Geographical reference
Bahr el Jebel
Cultural groups
Bari (Nilotic)
Person
Field collector Charles Gabriel Seligman
Field collector Brenda Zara Seligman
PRM source Charles Gabriel Seligman
Date / Period
Date made: Before 01/1922
Date collected
January 1922
Acquisition information
Donated: 1922
Materials and processes
Material Animal Hide Skin, Material Wood Plant, Material Plant Fibre, Material String, Material Pig Skin Animal, Process Carved, Process Stained, Process Perforated, Process Stitched, Process Knotted, Process Repaired (local), Process Wound
Dimensions
Length: max 835 mm, Diameter: max 123 mm, Weight 297.4 g
Object numbers
Accession number: 1922.25.7
Research and responses

The Seligmans spent the latter part of 1921 and early 1922 travelling through the Southern Sudan. They arrived at Kosti, in the modern White Nile Province, on 23rd November 1921, then travelled through Kodok, Fenakang, Malakal, Tonga and the Sudd, before going down the Bahr el Jebel to Malek, which they reached on December 20th. They are likely to have encountered the Bari south of this point, in the province now known as Bahr el Jebel, with their route taking in Mongalla (26th December), Baria village (27th December), Juba (5th January 1922), Gondokoro (9th January) and the Bellinian rest house (11th-14th January), before heading southeastwards into the Torit area and Lotuko territory [based on information collected by Fran Larson from the unpublished diaries of C.G. and B.Z. Seligman in the Archives of the London School of Economics (Seligman manuscripts, files 1/4/1 and 1/4/6); RTS 4/7/2005].

Although the term 'Upper Nile' is now used to refer to a modern administrative district, covering a stretch of the Bahr el Abiad from Geigar to Malakal, and the Sobat River to Nasir, at the time this object was collected the term was used differently, and in this context, it appears to have been used in a general way to describe the Bahr el Jebel river area.

For an drawing of Bari smiths at work, see Ratzel, F., 1894, Völkerkunde, (reproduced in R. Sieber, 1980, African Furniture & Household Objects, 40; the PRM photographs collection has a copy of this image as accession number 1998.171.21.1). Here we see a man using a hammerstone to work an iron object on a rock anvil, while his companion works a double bellows - consisting of 2 pots with hide covers, operated by 2 long sticks that seem to act as plungers, with the smith holding a stick in each hand. The stick and hide part of the apparatus is what we appear to have here in object 1922.25.7.
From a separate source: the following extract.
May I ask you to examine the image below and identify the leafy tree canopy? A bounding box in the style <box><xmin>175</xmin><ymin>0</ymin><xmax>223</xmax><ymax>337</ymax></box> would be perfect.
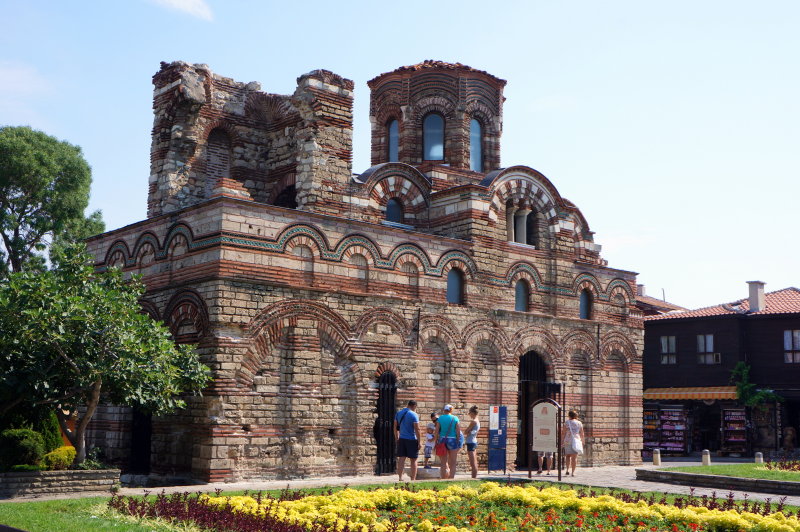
<box><xmin>0</xmin><ymin>246</ymin><xmax>209</xmax><ymax>462</ymax></box>
<box><xmin>731</xmin><ymin>361</ymin><xmax>783</xmax><ymax>407</ymax></box>
<box><xmin>0</xmin><ymin>126</ymin><xmax>104</xmax><ymax>277</ymax></box>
Powell-Cotton's description of blacksmithing amongst the Bari seems remarkably similar to this depiction: "In little hollows on the flat surface of a rock, they [women] would pound the filbet-like nuts of iron ore to powder. This was then carried to the smelting-pits near by, grass-roofed constructions shaped like the letter V and encircles in heaps of dross and charcoal. Here and there couples of men were hard at work forging hoes, one of them beating the mass of glowing metal into shape with two stones, to serve the purpose of hammer and anvil, while his companion plied the bellows. One of the blacksmiths told me that the iron ore is collected from the surface of the ground at a place ten days distant. When the hoes are completed they are taken over to the great chief of the Bari tribe, on the Uganda side, who buys them for flour" (P.H.G. Powell-Cotton 1907, "A Journey Through the Eastern Portion of the Congo Free State", The Geographic Journal XXX no. 4, p. 373). Whitehead commented that the Bari do not mine iron ore, but collect it from the beds of local streams (C.S. & B.Z. Seligman, 1928, "The Bari", JRAI 58, 434) [RTS 18/8/2004].